PLS considers A Different Way Forward for women’s prisons


Armand Coleman

Jasmin Borges (left), Stacey Borden (center), and Mallory Hanora (right).

By Ethan Cotler, Staff Writer

Warning: This article mentions domestic violence and sexual assault.

Prisoners’ Legal Services of Massachusetts held a discussion on Friday about PLS attorney Sarah Nawab’s report, “A Different Way Forward,” which outlines steps to respond to and prevent women’s trauma in the criminal justice system with a focus on prison abolishment.

On the cusp of a bill promoting the construction of a new women’s prison in Massachusetts, this report offers improvements and alternatives to incarceration. Nawab interviewed women who were incarcerated at Massachusetts Correctional Institution-Framingham, the only women’s prison in the Commonwealth and the oldest in the US. Alongside critiques of the prison, all four of the interviewees felt “the current reentry system that exists for women is woefully inadequate,” per the report.

Two of the women interviewed by Nawab were also panelists in the discussion. Stacey Borden, the founder of New Beginnings Re-Entry Services, hosted the event at the organization’s Women’s Empowerment House in Dorchester. Her organization New Beginnings strives to help formerly incarcerated women by providing a supportive community to reenter society and advocate on their behalf. The other interviewee and panelist, Jasmin Borges, is an organizer at the Massachusetts Bail Fund, which aims to post bail for those who cannot afford it.

The attendees were seated in an outdoor area while Nawab introduced the speakers. The first to speak was Emerson alum Mallory Hanora, who serves as director for Families for Justice As Healing. The report named her organization advocating “to end the incarceration of women and girls.” Honora touched on the report’s critique of the $50 million women’s prison Massachusetts is considering constructing.

Massachusetts neglected MCI-Framingham, the oldest women’s prison in the country, leaving it in disrepair. The state is looking at the former male prison Bay State Correctional Center in Norfolk as a place to build the new project. The bill has yet to be passed but was met favorably by the state senate. 

“Building another women’s prison is a 150-year-old solution, and it’s time to put that to rest,” Hanora said. “[Families for Justice As Healing is] an abolitionist organization. We recognize the contemporary criminal legal system as an extension of the system of slavery.

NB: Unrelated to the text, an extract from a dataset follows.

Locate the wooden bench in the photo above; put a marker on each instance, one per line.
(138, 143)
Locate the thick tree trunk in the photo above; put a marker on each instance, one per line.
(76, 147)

We recognize that its job is social and racial control.”

Hanora said her organization stands staunchly on the ideal of getting rid of prisons. “A Different Way Forward” seconds this abolitionist sentiment and demands community-based responses as a replacement for the carceral system. 

“The broad categories are housing, healing, treatment, education, economic development,” Hanora said. “We want people to have access to dignified and safe housing, and we want decentralized funding for community-led solutions, grassroots efforts, and neighborhood-based block-by-block projects where community members are given money and resources.”

In the report, Borges detailed her trouble finding housing and employment after her 12 years spent in MCI-Framingham. Today, she fights for formerly incarcerated women like her to have a voice.

“When you first enter the [prison] system, the first thing upon arrest they say is ‘You have the right to remain silent,’ and you continue to be silenced throughout your court proceedings, you continue to be silenced in prison,” she said. “So when Sarah of PLS approached me with [the report], I [said], ‘yes, let’s give these women the voice that they deserve, the platform to be heard.'” 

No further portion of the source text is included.